Mar 28, 2022
Shamo is a really hard sell for me. You get this duality in story writing where, on one side, you feel like he's meant to be completely ostracized and despised as a human being, where even the possibility of pitying Ryo is depreciated. He's shown to be self-righteous and delusional in his mental gymnastics of having murdered his parents, yet, on the other side, the author wants us to feel for Ryo even if he shows no real emotional evolution in his character arc, there is no progress in repentance or his internal processing of guilt. The reader is served fac-simile redemption moments with no
...
substance behind them. The manga lacks, overall, real realism (forgive the oxymoron) and offers fake realism: for a manga that wants to present a really difficult character with very adult themes and alleged gray POVs, it sticks an awful lot to black and white perspectives with very little to attenuate the abrasive shallowness of its takes. It reads like a straightedge straight-A student's fantasy of what living a morally challenging life is like.
It's funny because Shamo references 2 other works that own up to their concepts better than it does:
- Musashi/Vagabond: more nuanced and detailed about the guilt and mental struggle to live with murder in pursuit of strength and ego.
- Baki: more bonkers and nutso ridiculous macho power-creeping villainous characters, committed to the silliness and the exaggeration.
It may be why it's so frustrating since it tries to tackle a lot and comes close to developing interesting story points, however it do so very mildly or 180s the wrong way.
[light spoilers]
The series is reset completely at random intervals, with the last arcs being ridiculously uninteresting, out of place and mis-paced. You forget Ryo's presence in the story, following either a DBZ-trope shonen villain OR an infuriatingly "lore invalidating" duo, reminiscent of a bad Ichi the Killer ripoff, as they negate any pre-established boundary in the series and are allowed to pull the dumbest manoeuvres unchecked by the reality of Shamo's universe.

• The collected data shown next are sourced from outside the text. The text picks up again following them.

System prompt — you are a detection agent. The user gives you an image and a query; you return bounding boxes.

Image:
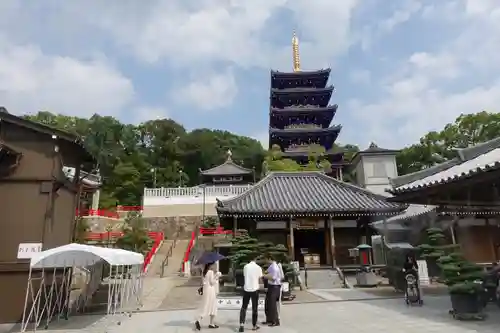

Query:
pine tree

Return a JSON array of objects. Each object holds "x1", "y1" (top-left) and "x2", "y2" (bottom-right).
[
  {"x1": 438, "y1": 252, "x2": 484, "y2": 294},
  {"x1": 418, "y1": 228, "x2": 458, "y2": 277}
]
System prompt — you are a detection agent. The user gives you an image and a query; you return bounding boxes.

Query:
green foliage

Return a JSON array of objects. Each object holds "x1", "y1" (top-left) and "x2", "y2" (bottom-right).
[
  {"x1": 438, "y1": 252, "x2": 484, "y2": 294},
  {"x1": 116, "y1": 212, "x2": 153, "y2": 254},
  {"x1": 396, "y1": 111, "x2": 500, "y2": 175},
  {"x1": 262, "y1": 145, "x2": 331, "y2": 173},
  {"x1": 25, "y1": 111, "x2": 264, "y2": 208},
  {"x1": 418, "y1": 228, "x2": 458, "y2": 261},
  {"x1": 228, "y1": 230, "x2": 293, "y2": 276},
  {"x1": 201, "y1": 216, "x2": 219, "y2": 228}
]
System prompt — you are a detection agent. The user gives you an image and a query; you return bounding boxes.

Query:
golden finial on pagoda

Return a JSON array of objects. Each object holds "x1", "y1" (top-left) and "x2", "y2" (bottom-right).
[{"x1": 292, "y1": 31, "x2": 300, "y2": 72}]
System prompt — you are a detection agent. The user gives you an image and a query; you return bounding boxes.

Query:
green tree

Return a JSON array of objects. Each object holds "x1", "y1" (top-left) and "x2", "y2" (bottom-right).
[
  {"x1": 396, "y1": 111, "x2": 500, "y2": 175},
  {"x1": 116, "y1": 212, "x2": 152, "y2": 254}
]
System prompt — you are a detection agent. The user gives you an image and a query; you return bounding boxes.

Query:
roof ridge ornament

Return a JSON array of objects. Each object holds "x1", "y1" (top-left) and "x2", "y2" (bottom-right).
[{"x1": 292, "y1": 31, "x2": 300, "y2": 72}]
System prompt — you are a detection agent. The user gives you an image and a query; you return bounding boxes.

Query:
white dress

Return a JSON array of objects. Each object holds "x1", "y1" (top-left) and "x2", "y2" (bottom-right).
[{"x1": 199, "y1": 270, "x2": 220, "y2": 318}]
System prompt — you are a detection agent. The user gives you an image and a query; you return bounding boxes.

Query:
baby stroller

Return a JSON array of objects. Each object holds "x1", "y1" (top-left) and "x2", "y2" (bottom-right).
[{"x1": 405, "y1": 272, "x2": 424, "y2": 306}]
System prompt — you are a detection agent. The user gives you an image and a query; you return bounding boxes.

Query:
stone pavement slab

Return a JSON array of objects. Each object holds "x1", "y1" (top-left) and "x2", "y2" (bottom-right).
[
  {"x1": 13, "y1": 297, "x2": 500, "y2": 333},
  {"x1": 95, "y1": 300, "x2": 498, "y2": 333}
]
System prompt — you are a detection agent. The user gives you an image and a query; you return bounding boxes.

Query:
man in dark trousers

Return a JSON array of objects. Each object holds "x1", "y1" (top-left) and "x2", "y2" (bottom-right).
[
  {"x1": 238, "y1": 254, "x2": 263, "y2": 332},
  {"x1": 264, "y1": 258, "x2": 281, "y2": 327}
]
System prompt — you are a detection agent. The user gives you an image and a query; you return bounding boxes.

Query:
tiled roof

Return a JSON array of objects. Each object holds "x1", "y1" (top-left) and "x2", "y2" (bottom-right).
[
  {"x1": 371, "y1": 204, "x2": 436, "y2": 230},
  {"x1": 390, "y1": 138, "x2": 500, "y2": 194},
  {"x1": 217, "y1": 172, "x2": 405, "y2": 216},
  {"x1": 201, "y1": 159, "x2": 253, "y2": 176},
  {"x1": 351, "y1": 142, "x2": 399, "y2": 164}
]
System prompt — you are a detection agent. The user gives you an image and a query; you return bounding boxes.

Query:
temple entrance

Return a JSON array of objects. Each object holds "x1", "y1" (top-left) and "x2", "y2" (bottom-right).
[{"x1": 293, "y1": 229, "x2": 327, "y2": 266}]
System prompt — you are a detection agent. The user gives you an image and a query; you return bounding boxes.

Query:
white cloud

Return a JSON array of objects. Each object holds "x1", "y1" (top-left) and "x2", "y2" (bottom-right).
[
  {"x1": 250, "y1": 131, "x2": 269, "y2": 149},
  {"x1": 133, "y1": 106, "x2": 169, "y2": 123},
  {"x1": 349, "y1": 0, "x2": 500, "y2": 146},
  {"x1": 171, "y1": 70, "x2": 238, "y2": 111},
  {"x1": 349, "y1": 69, "x2": 371, "y2": 84},
  {"x1": 0, "y1": 36, "x2": 134, "y2": 116}
]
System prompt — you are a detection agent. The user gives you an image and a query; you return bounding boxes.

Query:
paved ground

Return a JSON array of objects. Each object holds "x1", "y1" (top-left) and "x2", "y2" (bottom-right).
[{"x1": 27, "y1": 297, "x2": 500, "y2": 333}]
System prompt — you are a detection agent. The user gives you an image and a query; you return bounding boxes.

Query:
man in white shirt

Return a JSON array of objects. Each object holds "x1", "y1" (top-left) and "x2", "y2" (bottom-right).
[
  {"x1": 263, "y1": 258, "x2": 282, "y2": 327},
  {"x1": 239, "y1": 260, "x2": 263, "y2": 332}
]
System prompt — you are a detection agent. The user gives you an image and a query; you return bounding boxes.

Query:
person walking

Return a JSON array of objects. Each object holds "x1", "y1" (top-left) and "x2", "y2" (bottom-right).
[
  {"x1": 264, "y1": 258, "x2": 281, "y2": 327},
  {"x1": 238, "y1": 254, "x2": 263, "y2": 332},
  {"x1": 277, "y1": 262, "x2": 285, "y2": 323},
  {"x1": 194, "y1": 263, "x2": 221, "y2": 331}
]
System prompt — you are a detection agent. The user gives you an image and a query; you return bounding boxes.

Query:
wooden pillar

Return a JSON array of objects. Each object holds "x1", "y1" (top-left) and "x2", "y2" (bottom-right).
[
  {"x1": 328, "y1": 216, "x2": 337, "y2": 268},
  {"x1": 450, "y1": 216, "x2": 460, "y2": 245},
  {"x1": 323, "y1": 218, "x2": 332, "y2": 265},
  {"x1": 484, "y1": 218, "x2": 498, "y2": 261},
  {"x1": 288, "y1": 216, "x2": 295, "y2": 261},
  {"x1": 233, "y1": 216, "x2": 238, "y2": 237}
]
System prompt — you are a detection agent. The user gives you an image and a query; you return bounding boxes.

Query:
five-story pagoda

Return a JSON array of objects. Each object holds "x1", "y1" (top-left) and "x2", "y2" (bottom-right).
[{"x1": 269, "y1": 33, "x2": 344, "y2": 179}]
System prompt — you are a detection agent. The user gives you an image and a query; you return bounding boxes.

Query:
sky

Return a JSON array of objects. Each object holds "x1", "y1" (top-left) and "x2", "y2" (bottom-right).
[{"x1": 0, "y1": 0, "x2": 500, "y2": 148}]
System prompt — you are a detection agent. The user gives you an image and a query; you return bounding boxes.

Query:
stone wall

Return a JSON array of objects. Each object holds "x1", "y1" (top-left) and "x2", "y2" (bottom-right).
[
  {"x1": 85, "y1": 216, "x2": 202, "y2": 239},
  {"x1": 144, "y1": 216, "x2": 202, "y2": 239}
]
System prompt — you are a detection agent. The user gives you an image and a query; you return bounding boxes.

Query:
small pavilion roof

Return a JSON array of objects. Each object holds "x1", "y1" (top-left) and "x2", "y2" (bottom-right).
[
  {"x1": 200, "y1": 150, "x2": 253, "y2": 176},
  {"x1": 389, "y1": 138, "x2": 500, "y2": 195},
  {"x1": 216, "y1": 171, "x2": 406, "y2": 216},
  {"x1": 352, "y1": 142, "x2": 400, "y2": 164}
]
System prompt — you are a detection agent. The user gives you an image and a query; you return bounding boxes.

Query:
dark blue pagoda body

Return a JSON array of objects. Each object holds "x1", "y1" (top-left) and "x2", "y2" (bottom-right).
[{"x1": 269, "y1": 69, "x2": 344, "y2": 167}]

The Toma arc is set up with a nice premise and its "ruining a hero" mandate is enticing for a story about a tormented villain archetype, however I feel like it didn't pay out as it should have -- we're left with an abrupt end without a real grasp on the consequences of the arc, its lacking the fallen saviour complex POV.
The end scene as a concept is good in my opinion for its mundane qualities, it solidifies this "realist" aspect the manga had been struggling to bring forth the whole time.
Art's good for the most part.
Still enjoyed the first half because I have goblin brain syndrome and fighting scenes tickle its fancy + it happens in a restrained environment and that also hits my special spot.